Expect a Few Scuffles
The main way that dogs interact with one another is through assertion of hierarchy. In the first few days, the dogs will determine which is dominant and which is subordinate by barking, “correcting,” humping, or nipping. This is normal canine behavior; however, owners should use vigilance to make sure aggression doesn’t escalate.
In the first few days after introducing the new pet, supervise both dogs closely. Situations will arise that you will need to monitor. For instance, if the new dog approaches the resident dog’s favorite toy, you should observe the reaction. Issues may come up that you had not considered, such as both dogs going for a crumb on the floor at the same time, which may be dangerous if not caught immediately.
Separate when Alone
Until you fully understand the quirks of your dogs when they are together, keep them separated when you are not home. If your dogs are not crate trained, you can use baby gates or spare bedrooms to keep a barrier between the pets.

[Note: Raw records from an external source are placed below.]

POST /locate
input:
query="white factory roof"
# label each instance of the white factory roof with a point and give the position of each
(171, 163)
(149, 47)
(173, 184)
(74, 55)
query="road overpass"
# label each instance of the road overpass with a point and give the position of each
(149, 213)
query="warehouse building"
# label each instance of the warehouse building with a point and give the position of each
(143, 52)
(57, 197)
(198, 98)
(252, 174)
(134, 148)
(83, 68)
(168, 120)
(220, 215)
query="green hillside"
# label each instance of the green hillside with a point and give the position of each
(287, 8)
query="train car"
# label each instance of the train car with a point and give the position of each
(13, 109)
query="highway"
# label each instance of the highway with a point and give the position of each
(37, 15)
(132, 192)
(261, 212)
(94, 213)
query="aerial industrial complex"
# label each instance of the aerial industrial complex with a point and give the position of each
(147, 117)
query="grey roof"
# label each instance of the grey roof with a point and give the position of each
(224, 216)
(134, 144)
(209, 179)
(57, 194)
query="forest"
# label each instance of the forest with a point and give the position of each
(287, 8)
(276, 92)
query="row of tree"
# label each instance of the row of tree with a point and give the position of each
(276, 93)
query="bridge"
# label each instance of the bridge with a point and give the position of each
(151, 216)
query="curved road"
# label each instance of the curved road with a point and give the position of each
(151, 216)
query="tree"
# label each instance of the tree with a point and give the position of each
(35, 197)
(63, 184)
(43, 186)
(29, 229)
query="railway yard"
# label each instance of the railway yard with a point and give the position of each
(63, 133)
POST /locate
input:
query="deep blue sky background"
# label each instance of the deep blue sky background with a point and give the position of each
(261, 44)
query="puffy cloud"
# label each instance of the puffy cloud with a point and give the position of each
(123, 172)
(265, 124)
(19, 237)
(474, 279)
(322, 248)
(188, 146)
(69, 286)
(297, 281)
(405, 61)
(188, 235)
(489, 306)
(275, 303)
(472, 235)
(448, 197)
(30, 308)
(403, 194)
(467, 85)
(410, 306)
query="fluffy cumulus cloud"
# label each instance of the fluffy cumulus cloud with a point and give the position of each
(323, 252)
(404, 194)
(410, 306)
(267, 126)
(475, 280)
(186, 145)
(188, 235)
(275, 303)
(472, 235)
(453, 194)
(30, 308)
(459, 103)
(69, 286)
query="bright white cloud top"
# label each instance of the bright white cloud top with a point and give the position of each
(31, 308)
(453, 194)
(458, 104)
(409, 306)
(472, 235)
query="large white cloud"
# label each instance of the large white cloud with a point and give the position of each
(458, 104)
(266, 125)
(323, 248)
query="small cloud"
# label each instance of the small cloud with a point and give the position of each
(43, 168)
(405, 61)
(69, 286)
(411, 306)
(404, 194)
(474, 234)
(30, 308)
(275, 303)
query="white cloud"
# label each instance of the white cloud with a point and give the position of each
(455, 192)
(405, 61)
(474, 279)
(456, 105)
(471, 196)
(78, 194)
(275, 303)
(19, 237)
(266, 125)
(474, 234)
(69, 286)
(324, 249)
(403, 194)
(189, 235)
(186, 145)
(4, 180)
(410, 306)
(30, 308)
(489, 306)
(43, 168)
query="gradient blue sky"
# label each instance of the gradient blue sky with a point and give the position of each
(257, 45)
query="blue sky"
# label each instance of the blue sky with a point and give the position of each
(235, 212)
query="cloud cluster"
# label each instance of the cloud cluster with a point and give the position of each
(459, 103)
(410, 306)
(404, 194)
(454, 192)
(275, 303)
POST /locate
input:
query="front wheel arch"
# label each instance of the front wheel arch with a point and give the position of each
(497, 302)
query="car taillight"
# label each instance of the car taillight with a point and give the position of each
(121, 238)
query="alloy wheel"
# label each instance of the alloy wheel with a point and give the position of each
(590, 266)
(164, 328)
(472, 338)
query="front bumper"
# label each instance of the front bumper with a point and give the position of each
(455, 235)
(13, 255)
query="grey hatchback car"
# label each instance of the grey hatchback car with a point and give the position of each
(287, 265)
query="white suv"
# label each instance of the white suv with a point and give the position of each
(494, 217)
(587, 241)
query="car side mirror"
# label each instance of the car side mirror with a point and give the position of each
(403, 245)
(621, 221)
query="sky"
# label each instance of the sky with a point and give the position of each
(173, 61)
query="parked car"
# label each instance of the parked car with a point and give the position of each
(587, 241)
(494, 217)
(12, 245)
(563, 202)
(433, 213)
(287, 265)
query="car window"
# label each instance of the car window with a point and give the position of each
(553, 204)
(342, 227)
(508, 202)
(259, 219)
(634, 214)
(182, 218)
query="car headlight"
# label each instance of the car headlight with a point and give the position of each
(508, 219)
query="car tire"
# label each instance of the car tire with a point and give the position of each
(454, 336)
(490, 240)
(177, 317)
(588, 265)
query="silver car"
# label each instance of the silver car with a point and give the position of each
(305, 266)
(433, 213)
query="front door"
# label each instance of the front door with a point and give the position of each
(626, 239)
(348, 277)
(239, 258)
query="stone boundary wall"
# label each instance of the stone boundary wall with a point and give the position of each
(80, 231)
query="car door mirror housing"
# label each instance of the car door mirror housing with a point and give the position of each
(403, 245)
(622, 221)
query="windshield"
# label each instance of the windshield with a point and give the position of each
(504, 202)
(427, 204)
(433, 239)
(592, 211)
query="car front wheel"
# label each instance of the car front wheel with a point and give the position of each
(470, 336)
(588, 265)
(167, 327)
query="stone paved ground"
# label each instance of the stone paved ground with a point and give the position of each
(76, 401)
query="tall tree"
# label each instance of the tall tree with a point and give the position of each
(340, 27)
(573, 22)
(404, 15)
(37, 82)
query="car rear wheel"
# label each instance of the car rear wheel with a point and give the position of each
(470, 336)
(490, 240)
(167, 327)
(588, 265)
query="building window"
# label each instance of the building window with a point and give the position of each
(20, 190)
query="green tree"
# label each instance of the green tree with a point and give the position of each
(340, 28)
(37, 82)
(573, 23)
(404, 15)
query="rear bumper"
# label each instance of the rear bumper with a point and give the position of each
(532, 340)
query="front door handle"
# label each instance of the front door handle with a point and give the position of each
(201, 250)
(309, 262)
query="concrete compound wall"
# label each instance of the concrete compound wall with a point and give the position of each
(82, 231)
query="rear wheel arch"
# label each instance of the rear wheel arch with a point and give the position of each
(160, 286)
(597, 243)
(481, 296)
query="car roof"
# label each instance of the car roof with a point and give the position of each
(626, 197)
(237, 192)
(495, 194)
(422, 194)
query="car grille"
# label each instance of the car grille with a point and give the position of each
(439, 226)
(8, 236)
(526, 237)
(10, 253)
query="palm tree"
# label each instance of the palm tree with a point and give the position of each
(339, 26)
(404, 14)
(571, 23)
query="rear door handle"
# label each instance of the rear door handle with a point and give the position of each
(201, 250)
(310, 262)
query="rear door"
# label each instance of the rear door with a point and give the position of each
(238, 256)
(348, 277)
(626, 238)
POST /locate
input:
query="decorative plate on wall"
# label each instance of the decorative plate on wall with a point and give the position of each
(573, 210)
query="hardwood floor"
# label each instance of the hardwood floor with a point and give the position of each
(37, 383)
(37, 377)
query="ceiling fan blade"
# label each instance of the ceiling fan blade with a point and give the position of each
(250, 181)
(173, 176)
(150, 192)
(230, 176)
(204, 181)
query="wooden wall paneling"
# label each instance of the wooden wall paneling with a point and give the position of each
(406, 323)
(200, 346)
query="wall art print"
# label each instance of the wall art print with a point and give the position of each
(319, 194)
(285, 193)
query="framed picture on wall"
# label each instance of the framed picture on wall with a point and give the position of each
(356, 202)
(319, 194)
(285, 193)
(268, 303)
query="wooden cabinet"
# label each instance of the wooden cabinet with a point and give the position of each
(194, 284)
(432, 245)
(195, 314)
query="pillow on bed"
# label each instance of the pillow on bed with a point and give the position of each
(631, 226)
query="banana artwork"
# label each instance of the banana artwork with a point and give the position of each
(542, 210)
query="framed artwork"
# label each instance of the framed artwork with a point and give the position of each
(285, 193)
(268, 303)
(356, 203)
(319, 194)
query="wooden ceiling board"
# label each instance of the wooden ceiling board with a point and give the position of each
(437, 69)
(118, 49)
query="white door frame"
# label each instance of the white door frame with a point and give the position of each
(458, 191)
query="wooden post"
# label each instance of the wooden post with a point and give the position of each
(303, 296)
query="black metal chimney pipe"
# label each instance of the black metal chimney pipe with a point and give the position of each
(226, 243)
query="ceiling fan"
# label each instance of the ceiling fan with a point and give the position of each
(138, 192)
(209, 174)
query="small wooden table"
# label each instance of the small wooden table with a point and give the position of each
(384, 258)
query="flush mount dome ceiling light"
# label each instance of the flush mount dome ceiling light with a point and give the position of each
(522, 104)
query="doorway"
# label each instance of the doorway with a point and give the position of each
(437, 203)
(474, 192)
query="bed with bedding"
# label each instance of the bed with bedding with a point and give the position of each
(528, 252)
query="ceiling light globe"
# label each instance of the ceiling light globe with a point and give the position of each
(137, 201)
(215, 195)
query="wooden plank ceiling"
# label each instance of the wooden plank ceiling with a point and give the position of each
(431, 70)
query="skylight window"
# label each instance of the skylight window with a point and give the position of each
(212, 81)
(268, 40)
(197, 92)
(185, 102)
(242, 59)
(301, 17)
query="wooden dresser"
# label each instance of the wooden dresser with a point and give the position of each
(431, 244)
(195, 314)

Monitor how your dogs behave around toys. Beware that the resident dog may try to guard these items. Look for signs such as growling or baring teeth when the other dog is near. If this occurs, it may be best to temporarily remove toys from the house until the dogs grow used to one another.
Meal times should be closely watched for signs of food aggression. Unless the new dog is a very young puppy, food aggression can manifest when animals are stressed in a new environment. Feed dogs in separate locations (such as different bedrooms), and put away food dishes when they are finished.
Beware that some dogs view affection as a resource, and may guard owners as strongly as they guard toys and food. If you are cuddled on the couch with the resident dog, use caution when inviting the new dog onto the couch with you. The resident dog may see this as a threat and lash out. If necessary, limit access to areas such as the bed, couch, and other furniture until both animals are fully adjusted.